Tasty Technology! By Tim Scarfe.

innerHTML VS DOM.

  • Written: 17/04/2002
  • Document Updated: 16th August 2002 (Owen van Dijk Comment)
  • Document Updated: 14th November 2002 (Tweaks and new comment added).

If you would like to comment or add to this debate, please email Tim Scarfe or Alex Russell.

Preface

Some time ago, Mr Alex Russell and Mr Tim Scarfe got talking about the use of innerHTML on the web. Our thoughts were not parallel by any means, but they crossed at certain points.

At that time, the aforementioned gentlemen decided to write an online debate covering the pros and cons for using innerHTML as apposed to the DOM methods.

What does innerHTML and its counterparts do?

innerHTML

innerHTML is a read/write property (It is read-only on certain elements) that allows you to retreive or set data on a node.

Example 1.a
 
<p>hello my name is <em>Tim</em>!</p>
 
<input 
 type="button" 
 value="get Value" 
 onclick="alert(this.previousSibling.innerHTML)" />
 

Example 1.a would (in IE) yield an alert box with "hello my name is <EM>Tim</EM>!" (Note the messy capital HTML tags.)

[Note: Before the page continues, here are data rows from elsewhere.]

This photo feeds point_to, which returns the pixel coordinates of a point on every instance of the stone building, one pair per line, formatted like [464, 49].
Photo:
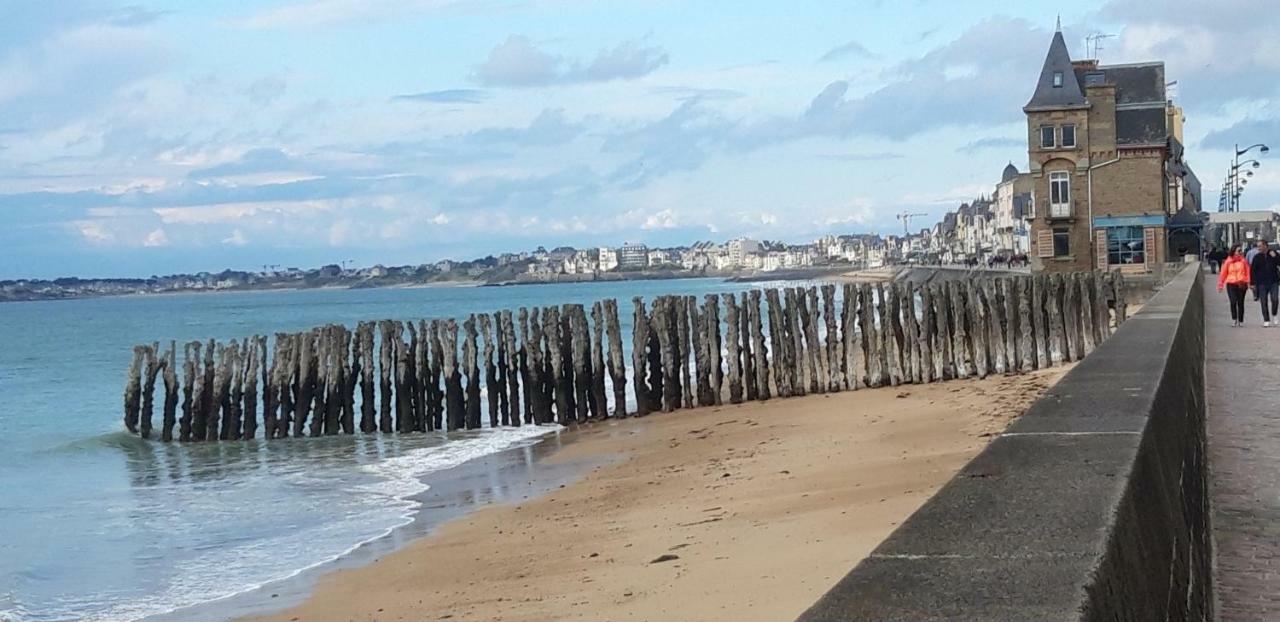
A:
[1106, 164]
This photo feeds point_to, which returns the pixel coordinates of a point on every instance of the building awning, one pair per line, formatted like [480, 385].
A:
[1152, 220]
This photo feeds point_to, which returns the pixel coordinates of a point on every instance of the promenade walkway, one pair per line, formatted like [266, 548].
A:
[1243, 398]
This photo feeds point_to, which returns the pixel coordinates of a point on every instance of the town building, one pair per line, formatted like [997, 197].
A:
[632, 256]
[1107, 167]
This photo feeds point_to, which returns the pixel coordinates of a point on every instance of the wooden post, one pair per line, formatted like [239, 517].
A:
[798, 358]
[912, 329]
[984, 328]
[133, 390]
[248, 420]
[961, 316]
[1088, 332]
[686, 341]
[1072, 316]
[716, 373]
[599, 406]
[190, 362]
[758, 350]
[580, 341]
[151, 369]
[735, 348]
[639, 356]
[490, 370]
[616, 364]
[1025, 324]
[540, 410]
[1040, 321]
[1059, 352]
[849, 335]
[817, 355]
[664, 328]
[777, 342]
[872, 371]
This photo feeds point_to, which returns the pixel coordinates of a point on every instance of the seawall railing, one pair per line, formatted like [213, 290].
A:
[1092, 506]
[553, 364]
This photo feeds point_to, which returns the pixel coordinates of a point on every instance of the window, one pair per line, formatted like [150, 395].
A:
[1061, 242]
[1125, 245]
[1059, 195]
[1069, 136]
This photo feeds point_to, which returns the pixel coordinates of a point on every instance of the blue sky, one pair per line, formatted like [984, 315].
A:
[184, 136]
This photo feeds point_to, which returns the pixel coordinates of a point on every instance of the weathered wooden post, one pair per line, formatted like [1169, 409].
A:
[798, 358]
[959, 315]
[759, 352]
[1057, 350]
[1072, 318]
[490, 370]
[984, 328]
[151, 364]
[1088, 332]
[133, 390]
[528, 382]
[639, 356]
[809, 310]
[617, 366]
[434, 374]
[734, 350]
[871, 339]
[599, 406]
[539, 406]
[580, 341]
[926, 337]
[248, 420]
[685, 338]
[1040, 321]
[750, 392]
[1121, 302]
[662, 326]
[713, 348]
[1025, 324]
[470, 366]
[778, 342]
[455, 398]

Step by step, innerHTML will normalize all text nodes (Concatenates them), then it will insert the HTML tags as a delimiters between all the text data in the resulting string.

outerHTML

outerHTML is identical to innerHTML except it will also return the HTML for the node you are calling the property on (Note: This will also show up any attributes that exist on the node.).

Example 1.b
 
<p id="p_1">hello my name is <em>Tim</em>!</p>
 
<input 
 type="button" 
 value="get Value" 
 onclick="alert(this.previousSibling.outerHTML)" />
 

Example 1.b would (in IE) yield an alert box with "<P id="p_1">hello my name is <EM>Tim</EM>!<P>" (Note the messy capital HTML tags again.)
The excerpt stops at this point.